What reminds you of her? Recreate a happy memory with her and enjoy reminiscing and reliving it.
Spend time engaging in an activity that you both love. (Ex. Crafting, flea market shopping, gardening, etc.)
Treat her to a new experience that you think she would enjoy. (I took my mom wine tasting!)
Surprise her with a visit from loved ones she misses and hasn’t seen in years.
If she values receiving gifts…
Create a treasured keepsake with a photo book or collage and preserve precious memories.
Make yourself available emotionally and support her in practical ways, especially when she’s going through a rough time.
Go the DIY route and craft something personalized for her.
Provide her with a creative outlet for some creative self-care time.
Treat her to something she would really love, but never get for herself.
If she values physical touch…
Even if you’re a big kid, snuggle up next to your mom with some popcorn and watch a favorite movie.

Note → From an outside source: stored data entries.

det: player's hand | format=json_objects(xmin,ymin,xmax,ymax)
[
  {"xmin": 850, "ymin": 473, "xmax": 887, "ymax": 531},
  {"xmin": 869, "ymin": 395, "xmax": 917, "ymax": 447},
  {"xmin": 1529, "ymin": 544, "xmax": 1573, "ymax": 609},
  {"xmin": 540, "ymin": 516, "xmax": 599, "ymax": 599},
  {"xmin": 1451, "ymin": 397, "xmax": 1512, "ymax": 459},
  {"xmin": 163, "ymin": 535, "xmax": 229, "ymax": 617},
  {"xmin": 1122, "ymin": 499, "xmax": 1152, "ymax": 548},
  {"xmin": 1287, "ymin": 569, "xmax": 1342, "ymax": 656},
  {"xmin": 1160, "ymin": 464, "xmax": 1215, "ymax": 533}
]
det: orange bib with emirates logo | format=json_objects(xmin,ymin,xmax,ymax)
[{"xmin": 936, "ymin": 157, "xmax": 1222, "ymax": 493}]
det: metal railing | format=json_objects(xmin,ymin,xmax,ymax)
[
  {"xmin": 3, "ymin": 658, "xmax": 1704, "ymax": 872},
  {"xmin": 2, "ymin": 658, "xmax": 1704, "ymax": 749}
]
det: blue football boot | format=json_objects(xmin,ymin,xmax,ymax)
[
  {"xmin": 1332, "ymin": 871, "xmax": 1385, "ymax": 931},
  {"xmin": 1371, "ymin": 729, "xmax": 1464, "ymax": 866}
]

Pamper her with a home spa experience complete with a peppermint foot rub and pedicure.
Give her lots of hugs!
Take a walk arm-in-arm at a local park or arboretum.
Offer her some stress relief and indulge her with the luxury spa service of her choice.
If she values acts of service…
Make arrangements for her to cross off an item on her bucket list.
Host and prepare a special dinner in her honor.
Surprise her by tackling some of the least favorite chores on her to-do list.
Help her with a task she’s been wanting to accomplish for a long time.
Babysit the kids so she can have a day (or night) totally off and to herself.
Though not a mom myself, I get to be a daughter, a sister, an aunt, a friend and a daughter-in-law. I want to honor the moms in my life for what they give to their families, and the world. And I want to learn from them so that even if I never have children of my own, I still will live with the heart of a mom and be encouragement, wisdom, faith and unconditional love for someone else who needs it.